Beside the Argentine Grupo Cine Liberación, Tercer Cine included Raymundo Gleyzer's Cine de la Base, the Brazilian Cinema Nôvo, the Cuban revolutionary cinema and the Bolivian film director Jorge Sanjinés [2].
A Brazilian political filmmaker named Glauber Rocha began to denounce Cinema Novo, Neorealism, and Nouvelle Vague's influences and declared that the Third World revolution would overturn not only Hollywood but also European authorship. This included the work of Sergei Eisenstein, Jean-Luc-Godard, and Roberto Rossellini. He echoed the views in the manifestos "imperfect cinema" and "Third Cinema" to support his ideas.
First generation African filmmaker Med Hondo became one of the strongest advocates for Africa's version of Third Cinema. He was a forceful supporter of African films reflecting popular political struggles and cultural differences. Hondo and his supporters continued this unique approach to African political filmmaking through the 1970's. [3]

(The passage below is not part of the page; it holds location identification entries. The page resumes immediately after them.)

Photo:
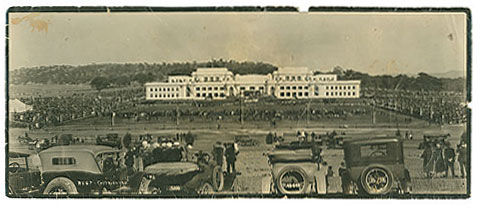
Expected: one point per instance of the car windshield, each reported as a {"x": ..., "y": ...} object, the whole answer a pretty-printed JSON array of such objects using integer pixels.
[
  {"x": 108, "y": 161},
  {"x": 374, "y": 151}
]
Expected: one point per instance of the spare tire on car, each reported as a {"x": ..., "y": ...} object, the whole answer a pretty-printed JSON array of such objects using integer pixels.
[
  {"x": 60, "y": 186},
  {"x": 292, "y": 180},
  {"x": 376, "y": 180}
]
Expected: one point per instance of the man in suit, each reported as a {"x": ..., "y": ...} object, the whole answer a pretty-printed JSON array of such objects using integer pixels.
[{"x": 449, "y": 156}]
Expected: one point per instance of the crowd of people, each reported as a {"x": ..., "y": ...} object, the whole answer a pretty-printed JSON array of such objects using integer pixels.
[
  {"x": 54, "y": 110},
  {"x": 439, "y": 159},
  {"x": 435, "y": 107}
]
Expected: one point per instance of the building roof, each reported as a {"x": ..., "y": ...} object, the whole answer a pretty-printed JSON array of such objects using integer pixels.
[
  {"x": 212, "y": 71},
  {"x": 296, "y": 70},
  {"x": 15, "y": 105},
  {"x": 252, "y": 78}
]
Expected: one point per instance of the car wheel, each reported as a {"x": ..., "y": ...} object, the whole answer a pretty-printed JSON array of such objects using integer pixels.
[
  {"x": 218, "y": 178},
  {"x": 205, "y": 189},
  {"x": 376, "y": 180},
  {"x": 292, "y": 180},
  {"x": 60, "y": 186}
]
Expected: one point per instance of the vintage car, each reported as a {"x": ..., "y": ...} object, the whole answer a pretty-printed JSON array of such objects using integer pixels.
[
  {"x": 245, "y": 140},
  {"x": 23, "y": 179},
  {"x": 336, "y": 142},
  {"x": 184, "y": 178},
  {"x": 86, "y": 170},
  {"x": 433, "y": 139},
  {"x": 376, "y": 165},
  {"x": 39, "y": 144},
  {"x": 112, "y": 140},
  {"x": 295, "y": 171}
]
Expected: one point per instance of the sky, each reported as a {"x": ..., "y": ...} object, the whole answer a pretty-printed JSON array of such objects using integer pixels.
[{"x": 376, "y": 43}]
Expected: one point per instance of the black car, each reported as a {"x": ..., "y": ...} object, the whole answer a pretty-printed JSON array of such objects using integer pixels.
[{"x": 376, "y": 165}]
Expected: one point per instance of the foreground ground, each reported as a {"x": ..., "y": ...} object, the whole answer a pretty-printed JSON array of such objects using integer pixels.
[{"x": 252, "y": 163}]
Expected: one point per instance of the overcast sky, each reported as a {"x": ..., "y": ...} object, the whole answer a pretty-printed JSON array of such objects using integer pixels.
[{"x": 377, "y": 43}]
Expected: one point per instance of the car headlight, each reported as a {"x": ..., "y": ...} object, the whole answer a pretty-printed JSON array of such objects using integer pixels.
[{"x": 150, "y": 176}]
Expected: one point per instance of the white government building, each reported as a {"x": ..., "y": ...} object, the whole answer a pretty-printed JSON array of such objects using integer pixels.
[{"x": 285, "y": 83}]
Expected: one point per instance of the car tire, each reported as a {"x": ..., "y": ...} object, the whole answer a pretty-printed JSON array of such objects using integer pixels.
[
  {"x": 376, "y": 180},
  {"x": 205, "y": 189},
  {"x": 60, "y": 186},
  {"x": 218, "y": 178},
  {"x": 293, "y": 172}
]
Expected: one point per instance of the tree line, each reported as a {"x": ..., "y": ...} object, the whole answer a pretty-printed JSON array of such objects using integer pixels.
[{"x": 118, "y": 75}]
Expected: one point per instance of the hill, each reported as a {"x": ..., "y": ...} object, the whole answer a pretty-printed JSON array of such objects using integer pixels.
[{"x": 140, "y": 73}]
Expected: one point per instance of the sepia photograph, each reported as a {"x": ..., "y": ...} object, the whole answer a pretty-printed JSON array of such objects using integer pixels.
[{"x": 248, "y": 102}]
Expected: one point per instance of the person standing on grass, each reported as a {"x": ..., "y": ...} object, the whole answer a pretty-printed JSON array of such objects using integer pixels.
[
  {"x": 427, "y": 160},
  {"x": 462, "y": 159},
  {"x": 231, "y": 156},
  {"x": 449, "y": 156},
  {"x": 438, "y": 159}
]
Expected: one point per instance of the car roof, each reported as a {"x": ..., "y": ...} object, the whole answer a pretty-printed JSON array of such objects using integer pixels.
[
  {"x": 17, "y": 154},
  {"x": 372, "y": 140},
  {"x": 94, "y": 149}
]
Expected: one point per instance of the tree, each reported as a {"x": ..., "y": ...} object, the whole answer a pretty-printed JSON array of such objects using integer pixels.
[{"x": 100, "y": 83}]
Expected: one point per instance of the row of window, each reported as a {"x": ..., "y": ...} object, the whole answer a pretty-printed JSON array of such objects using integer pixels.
[
  {"x": 209, "y": 88},
  {"x": 293, "y": 87},
  {"x": 211, "y": 79},
  {"x": 341, "y": 94},
  {"x": 340, "y": 87},
  {"x": 163, "y": 89},
  {"x": 210, "y": 95},
  {"x": 251, "y": 88},
  {"x": 176, "y": 95},
  {"x": 293, "y": 94},
  {"x": 306, "y": 78}
]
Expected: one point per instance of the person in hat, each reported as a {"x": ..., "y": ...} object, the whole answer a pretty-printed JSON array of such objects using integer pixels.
[{"x": 449, "y": 156}]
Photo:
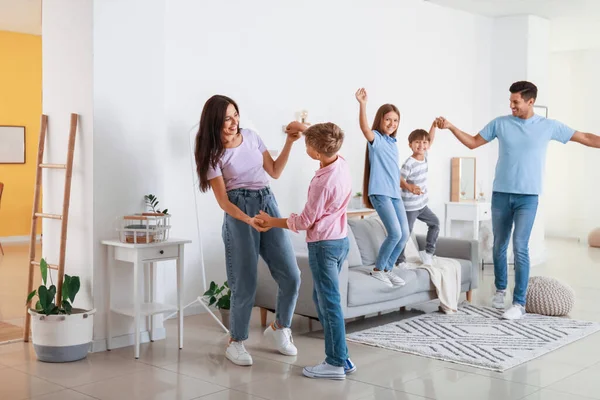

Solanas and Getino's manifesto considers 'First Cinema' to be the Hollywood production model that promulgates bourgeois values to a passive audience through escapist spectacle and individual characters. 'Second Cinema' is the European art film, which rejects Hollywood conventions but is centred on the individual expression of the auteur director. Third Cinema rejects the view of cinema as a vehicle for personal expression, seeing the director instead as part of a collective; it appeals to the masses by presenting the truth and inspiring revolutionary activism. Solanas and Getino argue that traditional exhibition models also need to be avoided: the films should be screened clandestinely, both in order to avoid censorship and commercial networks, but also so that the viewer must take a risk to see them.[4]